Laura is art and architectural historian of the early modern Iberian world. He book Philip II of Spain and the Architecture of Empire (Penn State University Press, 2021) is the first on Philip II and architecture to be published in over 20 years. Laura explores a range of case studies that has enabled her to analyse ideas of exchange between colonial and European centres, in line with current debates on global art history. Previous scholarship focusing on Philip’s reign and the arts has been Eurocentric. Thus, her book shines new light into our understanding of visual and cultural circulations. The research approach taken in her book has led, inter alia, to a commissioned essay for ‘Constructing Race and Architecture’, a special issue of the
Journal of the Society of Architectural Historians (forthcoming, December 2021).
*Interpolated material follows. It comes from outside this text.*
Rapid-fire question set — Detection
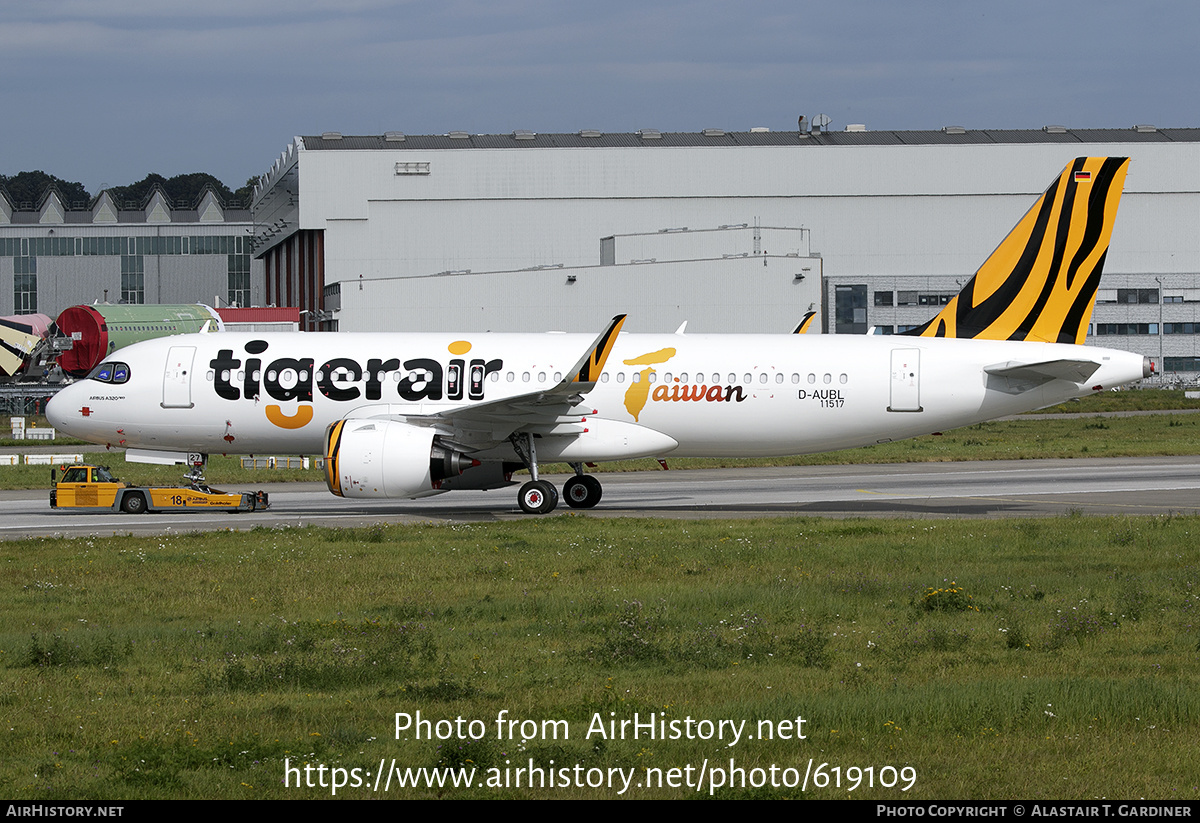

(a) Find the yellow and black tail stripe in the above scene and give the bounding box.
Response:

Laura has also co-edited with Professor Fernando Checa Cremades a book entitled Festival Culture in the World of the Spanish Habsburgs (Routledge, 2015). Festival Culture centres on rituals in the Spanish empire and challenges the European-colonial conceptual division in scholarship. The volume has been praised for making a ‘significant contribution to several areas of study’ (Sixteenth Century Journal) that ‘opens promising paths for future research.’(Renaissance Quarterly).She has edited a second volume with Dr Marjorie entitled ‘Visual and Spatial Hybridity in the Early Modern Iberian World’ Special Issue, Renaissance Studies (Sept 2020); this volume is composed of eights articles centred on the arts and cultures of Latin America, Asia and Europe. Laura has been PI and Co-I to a number of national and international research projects and her work has been published in leading presses and journals in the field, (eg. Penn State University Press, Routledge, Renaissance Studies, Bulletin of Spanish Studies, Journal of the Society of Architectural Historians among others). Laura has studied and undertaken extensive fieldwork in Goa in India, Cuba in the Caribbean and in Europe. She is currently at work on two book projects that examine comparatively the architecture, arts and material worlds of some the main early modern ‘ports of the Indies’, namely, Seville, Havana, Lisbon and Goa.